Но Афанасий почти на коленях умолял этого сомнительного и ворчливого человека, описал ему тяжёлое состояние щенка, и Степан, пожав плечами, согласился. Он стал срубать ветви с дальних деревьев, и так, всё дальше и дальше, постепенно удалялся от партии. «Как он найдёт эти травы? В лесу ещё снег не сошёл… – непонятная тревога за Степана была у меня на душе. – А конвойные? Они же такие вездесущие! Если меня в метель хватились, то этого хватятся непременно…» А ведь я прекрасно знал, что за побег ожидало страшное наказание; в чëм оно проявлялось, оставалось неизвестным, так как арестанты никому не сообщали о нём подробностей. Но время шло, а Степан всё не появлялся. Конвойные, конечно, хватились, двое из них побежали искать, другие повели нас назад. После обеда мы с Афанасием вышли проведать щенка, что лежал на соломе во дворе, и скормили ему кусок свинины, купленный на мои последние деньги. Щенок, увидев нас, приветливо завилял хвостиком, похожим на баранку, будто не обращал внимания на страдания от раненной лапы, а когда Лаптев начал его гладить, лизнул ему руку. Сколько любви отдавало нам это маленькое больное существо! Какая-то болезненная жалость пронзила меня: казалось, даже себя не пожалеешь ради счастья и здоровья этой невинной, пречистой души. Тут малыш увидел пса-ключника, который с интересом разглядывал его издали. Он подошёл ближе и даже связку ключей на землю положил, чтобы как следует обнюхать новичка. А тот, хоть и не мог ходить, всё так же радостно вилял хвостиком.

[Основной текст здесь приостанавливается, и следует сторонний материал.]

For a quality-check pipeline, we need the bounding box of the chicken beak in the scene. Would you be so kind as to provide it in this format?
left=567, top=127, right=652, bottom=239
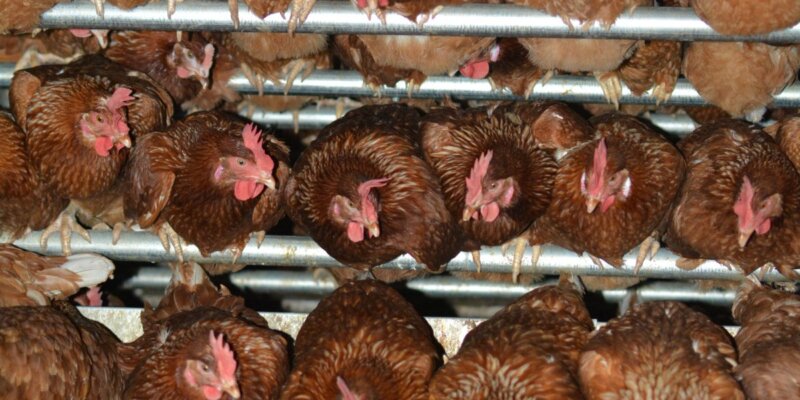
left=739, top=231, right=753, bottom=249
left=586, top=197, right=600, bottom=214
left=222, top=381, right=242, bottom=399
left=366, top=222, right=381, bottom=237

– Смотри, Родион, наш Рыжик со сторожем знакомится! – в детском восторге указал Афанасий.

– Почему ты называешь его Рыжиком?

– Да он же весь рыжий, только лапочки и мордочка белые.

Чудесно было наблюдать за знакомством двух собак, одинаково преданных человеку! Но тут арестанты начали выходить из казарм и тревожно вглядываться в ворота, которые раскрыли конвойные. Пригляделись и мы – Столопинского ведут!

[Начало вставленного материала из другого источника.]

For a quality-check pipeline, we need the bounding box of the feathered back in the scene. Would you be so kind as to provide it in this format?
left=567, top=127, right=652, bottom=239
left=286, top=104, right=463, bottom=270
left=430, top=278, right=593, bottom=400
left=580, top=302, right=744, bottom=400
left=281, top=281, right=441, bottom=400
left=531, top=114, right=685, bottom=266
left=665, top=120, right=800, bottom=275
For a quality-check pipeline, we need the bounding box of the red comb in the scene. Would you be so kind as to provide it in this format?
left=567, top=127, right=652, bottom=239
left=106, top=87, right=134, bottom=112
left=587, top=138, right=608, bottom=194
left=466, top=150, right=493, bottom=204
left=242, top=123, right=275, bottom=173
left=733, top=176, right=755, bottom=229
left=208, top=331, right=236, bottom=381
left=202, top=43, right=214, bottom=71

– Отыскали-таки! – ахнул Лаптев и весь побледнел. – Ой, что-то с ним будет!

Конвойный тыкал Степана прикладом и грозно спрашивал:

– Ты ведь хотел сбежать? Сбежать, ведь так?!

Степан отмахивался от них и ругался плачущим голосом:

– Ничего я не хотел! Я лишь его глупую прихоть выполнял! – он указал на Афанасия. – Заладил: принеси да принеси травы! Вот твоя трава!!

Почти в ярости он кинул к ногам Афанасия какие-то синеватые цветы.

– Бери её! Бери, а на моё благополучие не надейся! Может, меня сегодня до смерти забьют из-за тебя!

Он ещё долго мог ругаться, но конвойные грубо взяли его под руки и куда-то утащили. В беспокойстве я слушал арестантов, которых зачем-то расставляли у крепости.

– Всё, достанется бедному… – тревожился Иван Шувакиш. – И ста ударов не выдержит, Богу душу отдаст!

– Степаха – мужичок крепкий, – пробасил Гагин. – Все тысяча пятьсот вытерпет.

– А что с ним сделают-то? – испуганно спросил я.

– Ой, не спрашивай… – вздохнув, покачал головой Миха. В крепости суетились конвойные, во двор вступил начальник. «Господи, – думал я в страхе, – неужели они проделают это с ним?!» Из крепости выволокли на верёвке Степана без рубахи.

– За что? – воскликнул он. – За что?! Это Лаптев меня надоумил!

Начальник вздохнул раздражённо и приблизился к Столопинскому.

– Ну вот что мне с тобой делать, а? – развёл он руками.

– Как что, ваше благородие? – было видно, как рассерженному и оскорблённому Степану трудно обращаться к нему уважительно. – Отпустите, ведь это несправедливо!

– Несправедливо то, что ты самовольно удалился из партии, без присмотра конвойного! – сдвинул брови начальник. – А это уже попытка побега. Здесь, друг мой, каторга, а не курорт, и ты, стало быть, – каторжанин.

Когда молодой солдат замахнулся кнутом, я не мог вытерпеть более, выступил вперёд и крикнул:

– Не надо его бить! Не надо! Посмотрите, какой он хилый, слабый, ему же прямо сейчас нужно в госпиталь!

– Замолчи! – рявкнул молодой солдат, а начальник презрительно усмехнулся:

– Уж не думаешь ли ты, Раскольников, что мы станем беспокоить казарменного лекаря ради этого иссохшегося мяса с костями?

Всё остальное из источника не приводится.